O melhor lado da melhor festival de músical

O Centro Cultural Bernardo Mascarenhas já abrira suas portas blindadas pela tarde de modo a arrecadar seus novos protagonistas, onde ali entravam e já ocupavam todo o espaço da Sala Flávio Márcio. O palco ainda apagado e toda a sala iluminada exclusivamente pela sua “global” não se afligiam de modo a de que seus refletores emoldurassem logo seus hóspedes. A predio como excelente anfitriã sorria de lado ao ver seus cantos ocupados por variadas e monstruosas cases qual ali iam se somando e acomodando.

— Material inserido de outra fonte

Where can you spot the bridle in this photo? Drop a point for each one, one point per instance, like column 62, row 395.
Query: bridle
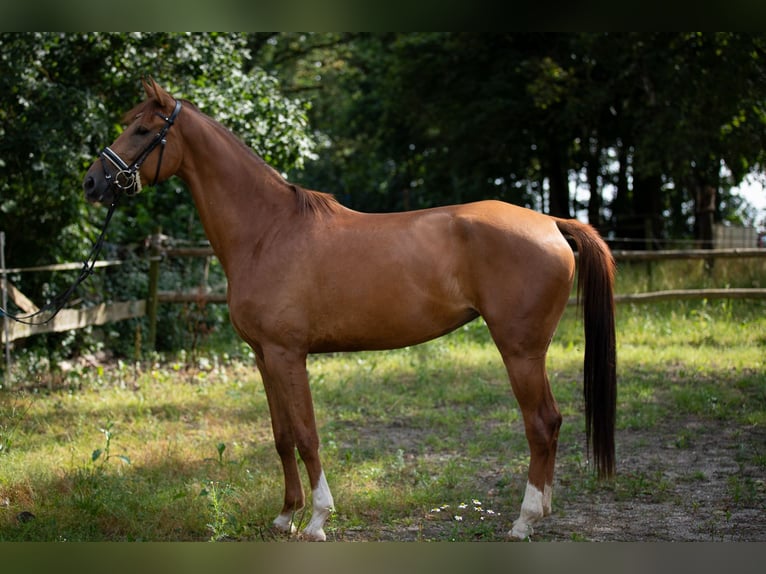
column 127, row 181
column 126, row 178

Em vários formatos, aqueles objetos que logo subiriam ao palco, abstratos por si apenas e talvez munidos das mais positivos pretensões já atraiam o olhar dos poucos que cruzavam o teatro em seus vários fazeres. Violão, contrabaixo, bateria, percussão, piano, acordeom, vibrafone, viola, contrabaixo acústico, do mãos dadas a programações eletrônicas eram os donos dos ruídos que ainda se arranhavam pelo que poderíamos mostrar de Ensaio. Um ensaio de ondas, sonoras e marítimas que muito mais tarde trariam aquela sala uma nostálgica pitada de sal, e um império do pés e ouvidos no porto.

Minutos que antecediam às 20hs já se compunham por leves caminhadas pelo hall do teatro. Os álbuns ilustravam na recepção o convite para se olhar, ouvir e degustar as muitas canções que indiretamente se expunham de modo a seus novos donos. Quaisquer curiosos, e alguns já certos do de que iriam levar de modo a edificio, entravam pelo teatro com seu CD, orgulhosos em prestigiar o trabalho para artistas da cidade e tendo extras de gentileza a serem apresentados aos sons que vinham do fora.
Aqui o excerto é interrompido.